Le rapport de Mme D... a été entendu au cours de l'audience publique.

Considérant ce qui suit :

1. M. B... A..., se disant né le 1er janvier 1999 et de nationalité congolaise (République Démocratique du Congo), a déclaré être entré en France le 26 mars 2014.

Son placement auprès des services de l'aide sociale à l'enfance de l'Eure, ordonné à titre provisoire le 2 avril 2014, a été maintenu par un jugement du tribunal pour enfants H... du 29 avril 2014. Les services de la préfecture de l'Eure lui ont délivré un premier titre de séjour portant la mention " vie privée et familiale ", valable du 7 novembre 2017 au 6 novembre 2018, sur le fondement des dispositions du 2° bis de l'article L. 313-11 du code de l'entrée et du séjour des étrangers et du droit d'asile. M. A... en a sollicité le renouvellement auprès des services de la préfecture de la Gironde. Par un arrêté du 26 décembre 2019, la préfète de la Gironde a rejeté sa demande aux motifs qu'elle était irrecevable en l'absence de documents probants justifiant de son état-civil et que la prise en charge par les services de l'aide sociale à l'enfance, viciée par la fraude, n'avait pu créer de droit à son profit, lui a fait obligation de quitter le territoire français dans un délai de trente jours, a fixé le pays de renvoi et lui a interdit le retour sur le territoire français pendant une durée de deux ans. La préfète relève appel du jugement

du 4 novembre 2020 par lequel le tribunal administratif de Bordeaux a annulé cet arrêté au motif que la décision de refus de titre de séjour portait au droit de M. A... au respect de sa vie privée

et familiale une atteinte contraire aux stipulations de l'article 8 de la convention européenne

de sauvegarde des droits de l'homme et des libertés fondamentales et lui a enjoint de délivrer

à l'intéressé un titre de séjour portant la mention " vie privée et familiale ".

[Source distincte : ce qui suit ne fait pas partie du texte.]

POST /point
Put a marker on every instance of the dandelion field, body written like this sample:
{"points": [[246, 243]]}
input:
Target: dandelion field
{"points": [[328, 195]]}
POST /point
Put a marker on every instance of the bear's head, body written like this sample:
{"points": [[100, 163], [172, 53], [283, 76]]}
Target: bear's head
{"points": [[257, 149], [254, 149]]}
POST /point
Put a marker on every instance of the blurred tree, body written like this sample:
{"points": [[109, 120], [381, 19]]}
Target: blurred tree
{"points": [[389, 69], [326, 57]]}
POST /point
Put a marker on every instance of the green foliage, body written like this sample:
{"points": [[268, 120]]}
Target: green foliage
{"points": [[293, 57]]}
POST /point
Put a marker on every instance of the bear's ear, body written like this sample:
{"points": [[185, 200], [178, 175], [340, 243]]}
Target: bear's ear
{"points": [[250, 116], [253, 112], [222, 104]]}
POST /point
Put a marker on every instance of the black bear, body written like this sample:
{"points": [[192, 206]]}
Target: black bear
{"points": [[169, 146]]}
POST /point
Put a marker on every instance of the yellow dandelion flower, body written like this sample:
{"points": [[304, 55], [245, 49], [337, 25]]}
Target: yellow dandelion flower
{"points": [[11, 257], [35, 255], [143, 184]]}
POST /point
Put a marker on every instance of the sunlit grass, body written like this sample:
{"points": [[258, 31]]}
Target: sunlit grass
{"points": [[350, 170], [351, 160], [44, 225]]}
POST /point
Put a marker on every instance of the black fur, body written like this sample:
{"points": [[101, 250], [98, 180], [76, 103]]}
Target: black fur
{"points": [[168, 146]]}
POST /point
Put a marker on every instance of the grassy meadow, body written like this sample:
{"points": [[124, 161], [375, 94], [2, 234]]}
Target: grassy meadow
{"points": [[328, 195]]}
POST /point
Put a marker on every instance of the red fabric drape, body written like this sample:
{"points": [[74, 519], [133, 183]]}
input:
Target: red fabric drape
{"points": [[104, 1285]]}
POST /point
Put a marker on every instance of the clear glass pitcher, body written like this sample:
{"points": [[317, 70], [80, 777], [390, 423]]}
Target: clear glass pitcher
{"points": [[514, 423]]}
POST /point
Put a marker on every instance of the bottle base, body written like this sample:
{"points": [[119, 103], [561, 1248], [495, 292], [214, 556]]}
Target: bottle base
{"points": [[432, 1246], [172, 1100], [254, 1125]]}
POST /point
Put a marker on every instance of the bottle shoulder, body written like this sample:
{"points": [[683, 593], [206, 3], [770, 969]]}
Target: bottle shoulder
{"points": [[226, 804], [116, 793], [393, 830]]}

2. La préfète soutient en premier lieu qu'une fraude à l'état civil ferait obstacle à ce que soit pris en considération le parcours du jeune homme en France. Aux termes de l'article L. 111-6 du code de l'entrée et du séjour des étrangers et du droit d'asile : " La vérification de tout acte d'état civil étranger est effectuée dans les conditions définies par l'article 47 du code civil. ". Aux termes de l'article 47 du code civil : " Tout acte de l'état civil (...) des étrangers fait en pays étranger et rédigé dans les formes usitées dans ce pays fait foi, sauf si d'autres actes ou pièces détenus, des données extérieures ou des éléments tirés de l'acte lui-même établissent, le cas échéant après toutes vérifications utiles, que cet acte est irrégulier, falsifié ou que les faits qui y sont déclarés ne correspondent pas à la réalité. ". En vertu de l'article 1er du décret du 24 décembre 2015 relatif aux modalités de vérification d'un acte de l'état civil étranger : " Lorsque, en cas de doute sur l'authenticité ou l'exactitude d'un acte de l'état civil étranger, l'autorité administrative saisie d'une demande d'établissement ou de délivrance d'un acte ou de titre procède ou fait procéder, en application de l'article 47 du code civil, aux vérifications utiles auprès de l'autorité étrangère compétente, le silence gardé pendant huit mois vaut décision de rejet ". Il résulte de ces dispositions que la force probante d'un acte d'état civil établi à l'étranger peut être combattue par tout moyen susceptible d'établir que l'acte en cause est irrégulier, falsifié ou inexact. En cas de contestation par l'administration de la valeur probante d'un acte d'état civil établi à l'étranger, il appartient au juge administratif de former sa conviction au vu de l'ensemble des éléments produits par les parties. Pour juger qu'un acte d'état civil produit devant lui est dépourvu de force probante, qu'il soit irrégulier, falsifié ou inexact, le juge doit en conséquence se fonder sur tous les éléments versés au dossier dans le cadre de l'instruction du litige qui lui est soumis. Ce faisant, il lui appartient d'apprécier les conséquences à tirer de la production par l'étranger d'une carte consulaire ou d'un passeport dont l'authenticité est établie ou n'est pas contestée, sans qu'une force probante particulière puisse être attribuée ou refusée par principe à de tels documents.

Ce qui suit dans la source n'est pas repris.